Behavior management techniques can be used in the home, school, and community settings. Functional Behavior Assessments/Behavior Intervention Plans can be created by examining a student's specific problem behavior, identifying antecedents, understanding consequences that maintain the behavior, and developing strategies to reduce the inappropriate behavior and increase desirable behavior.
- Structure the environment to be predictable, with minimal distractions.
- Prepare student for changes in routine.
- Provide interaction with non-disabled peers as role models for social, communication, and behavior skills.
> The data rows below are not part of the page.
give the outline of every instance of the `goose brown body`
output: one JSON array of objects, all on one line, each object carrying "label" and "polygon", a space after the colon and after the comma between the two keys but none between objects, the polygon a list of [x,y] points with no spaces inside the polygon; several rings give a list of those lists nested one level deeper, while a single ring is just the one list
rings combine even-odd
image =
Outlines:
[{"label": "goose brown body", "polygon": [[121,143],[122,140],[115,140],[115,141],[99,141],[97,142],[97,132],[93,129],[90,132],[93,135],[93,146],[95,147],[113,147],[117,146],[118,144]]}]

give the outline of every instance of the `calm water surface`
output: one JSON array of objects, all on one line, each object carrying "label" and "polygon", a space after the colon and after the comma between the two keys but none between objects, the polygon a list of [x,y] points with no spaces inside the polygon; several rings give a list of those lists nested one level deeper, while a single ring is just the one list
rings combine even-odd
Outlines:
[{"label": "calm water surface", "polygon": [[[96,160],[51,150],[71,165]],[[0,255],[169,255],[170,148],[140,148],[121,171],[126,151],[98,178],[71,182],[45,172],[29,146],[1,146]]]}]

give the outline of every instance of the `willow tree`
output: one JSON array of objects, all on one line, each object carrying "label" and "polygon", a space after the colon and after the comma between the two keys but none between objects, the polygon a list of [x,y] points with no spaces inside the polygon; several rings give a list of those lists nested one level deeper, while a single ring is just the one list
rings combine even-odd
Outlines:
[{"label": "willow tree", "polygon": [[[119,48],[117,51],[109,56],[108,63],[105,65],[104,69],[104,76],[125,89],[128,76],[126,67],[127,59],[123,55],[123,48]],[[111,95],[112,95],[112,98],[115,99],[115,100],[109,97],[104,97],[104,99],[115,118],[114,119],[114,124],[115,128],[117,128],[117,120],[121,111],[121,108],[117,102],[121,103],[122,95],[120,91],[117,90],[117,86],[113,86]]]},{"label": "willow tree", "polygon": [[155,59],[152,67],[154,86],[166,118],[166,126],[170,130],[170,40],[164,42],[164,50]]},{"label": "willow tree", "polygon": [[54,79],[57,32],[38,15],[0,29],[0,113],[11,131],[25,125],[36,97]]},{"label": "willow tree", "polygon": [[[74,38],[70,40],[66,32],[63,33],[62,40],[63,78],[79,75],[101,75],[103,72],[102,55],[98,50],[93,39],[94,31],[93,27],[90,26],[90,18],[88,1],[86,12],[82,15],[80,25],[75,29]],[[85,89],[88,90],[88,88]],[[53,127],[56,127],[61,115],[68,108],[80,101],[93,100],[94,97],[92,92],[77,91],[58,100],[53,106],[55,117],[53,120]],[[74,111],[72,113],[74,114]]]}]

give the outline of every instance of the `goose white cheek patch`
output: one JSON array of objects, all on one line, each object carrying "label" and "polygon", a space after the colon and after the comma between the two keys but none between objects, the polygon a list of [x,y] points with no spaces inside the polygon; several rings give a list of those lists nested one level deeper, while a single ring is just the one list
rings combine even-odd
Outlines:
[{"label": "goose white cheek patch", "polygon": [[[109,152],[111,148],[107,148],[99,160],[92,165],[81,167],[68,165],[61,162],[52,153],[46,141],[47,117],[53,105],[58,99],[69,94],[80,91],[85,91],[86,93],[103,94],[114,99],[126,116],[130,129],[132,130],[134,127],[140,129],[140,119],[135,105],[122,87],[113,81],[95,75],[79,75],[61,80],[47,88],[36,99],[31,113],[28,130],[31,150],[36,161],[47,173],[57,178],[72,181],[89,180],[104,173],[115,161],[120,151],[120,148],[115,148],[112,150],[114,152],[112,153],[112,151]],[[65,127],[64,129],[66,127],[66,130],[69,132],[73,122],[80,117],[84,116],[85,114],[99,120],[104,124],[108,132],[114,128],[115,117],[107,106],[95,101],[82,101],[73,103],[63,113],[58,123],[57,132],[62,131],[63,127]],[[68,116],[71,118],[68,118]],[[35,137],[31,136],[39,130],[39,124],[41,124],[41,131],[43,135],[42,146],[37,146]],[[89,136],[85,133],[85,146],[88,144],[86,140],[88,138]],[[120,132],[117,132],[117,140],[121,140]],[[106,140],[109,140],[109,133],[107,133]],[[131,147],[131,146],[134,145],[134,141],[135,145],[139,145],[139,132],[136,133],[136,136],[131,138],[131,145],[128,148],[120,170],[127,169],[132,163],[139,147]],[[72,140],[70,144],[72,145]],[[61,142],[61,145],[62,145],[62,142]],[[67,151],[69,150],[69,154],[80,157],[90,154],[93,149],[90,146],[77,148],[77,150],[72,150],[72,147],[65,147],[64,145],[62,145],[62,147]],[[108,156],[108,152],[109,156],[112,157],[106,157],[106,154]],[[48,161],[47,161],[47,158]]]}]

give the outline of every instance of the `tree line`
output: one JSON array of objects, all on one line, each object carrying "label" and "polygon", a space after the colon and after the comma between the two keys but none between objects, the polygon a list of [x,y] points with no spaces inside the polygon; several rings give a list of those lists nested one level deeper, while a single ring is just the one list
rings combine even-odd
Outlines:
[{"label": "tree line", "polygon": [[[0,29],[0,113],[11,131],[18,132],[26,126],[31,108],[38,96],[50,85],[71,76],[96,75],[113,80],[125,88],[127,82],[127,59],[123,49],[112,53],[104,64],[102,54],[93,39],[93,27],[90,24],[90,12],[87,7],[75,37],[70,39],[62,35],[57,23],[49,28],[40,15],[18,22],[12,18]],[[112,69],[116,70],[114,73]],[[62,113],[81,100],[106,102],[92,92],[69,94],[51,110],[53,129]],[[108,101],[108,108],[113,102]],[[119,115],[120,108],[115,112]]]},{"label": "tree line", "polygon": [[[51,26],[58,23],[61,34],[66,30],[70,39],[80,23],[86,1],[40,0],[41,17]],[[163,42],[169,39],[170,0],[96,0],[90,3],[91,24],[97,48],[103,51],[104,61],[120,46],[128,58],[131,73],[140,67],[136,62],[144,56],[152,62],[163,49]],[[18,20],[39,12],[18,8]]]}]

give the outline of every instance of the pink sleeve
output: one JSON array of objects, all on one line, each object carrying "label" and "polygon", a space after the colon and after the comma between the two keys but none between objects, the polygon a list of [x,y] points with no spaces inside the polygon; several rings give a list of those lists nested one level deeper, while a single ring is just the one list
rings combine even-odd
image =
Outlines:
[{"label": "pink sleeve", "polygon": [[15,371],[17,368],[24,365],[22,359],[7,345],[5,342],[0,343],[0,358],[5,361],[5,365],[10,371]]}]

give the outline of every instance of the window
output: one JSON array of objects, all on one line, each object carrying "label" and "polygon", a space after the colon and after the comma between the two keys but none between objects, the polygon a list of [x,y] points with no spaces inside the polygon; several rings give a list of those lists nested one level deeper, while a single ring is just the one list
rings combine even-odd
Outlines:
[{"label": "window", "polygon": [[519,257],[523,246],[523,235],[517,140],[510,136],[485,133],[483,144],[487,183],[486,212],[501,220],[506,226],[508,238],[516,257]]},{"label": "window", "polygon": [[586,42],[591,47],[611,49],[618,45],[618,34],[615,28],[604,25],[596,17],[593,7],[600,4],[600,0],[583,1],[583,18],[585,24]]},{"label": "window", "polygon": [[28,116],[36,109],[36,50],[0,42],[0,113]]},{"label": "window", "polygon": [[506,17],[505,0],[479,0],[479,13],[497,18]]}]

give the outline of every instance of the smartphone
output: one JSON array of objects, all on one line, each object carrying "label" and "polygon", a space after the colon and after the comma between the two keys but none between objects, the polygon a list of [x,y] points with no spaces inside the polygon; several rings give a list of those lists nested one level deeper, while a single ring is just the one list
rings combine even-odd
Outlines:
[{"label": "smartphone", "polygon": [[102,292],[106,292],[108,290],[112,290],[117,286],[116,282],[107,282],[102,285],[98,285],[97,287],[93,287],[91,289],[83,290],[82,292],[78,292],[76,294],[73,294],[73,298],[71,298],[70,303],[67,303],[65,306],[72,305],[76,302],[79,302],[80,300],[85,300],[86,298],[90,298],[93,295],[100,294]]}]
- Develop a behavior management system that provides structure and consistency.
- Value and acknowledge the student’s efforts.
- Provide opportunities for students to interact directly with each other.
- Teach student to express his / her feelings in age-appropriate ways.
- Ask student to imagine how their behavior might affect others.
- Have students make a “friend book” with students from the class.
- Comment on or describe what the student is doing (be specific).
- When dealing with conflict, explain what happened in as few words as possible and use a calm, not-angry voice.
- Point out consequences of the student’s behavior.
- Brainstorm better choice(s) with the student.
- Use language to describe feelings and experiences.
- Put student’s feelings into words.
- Read books about feelings.
- Explain your reasons for limits and rules in language that the student can understand.
- Model the benefits involved in cooperating.
- Use natural consequences when possible to reinforce cause and effect involved in a rule, request, or limit.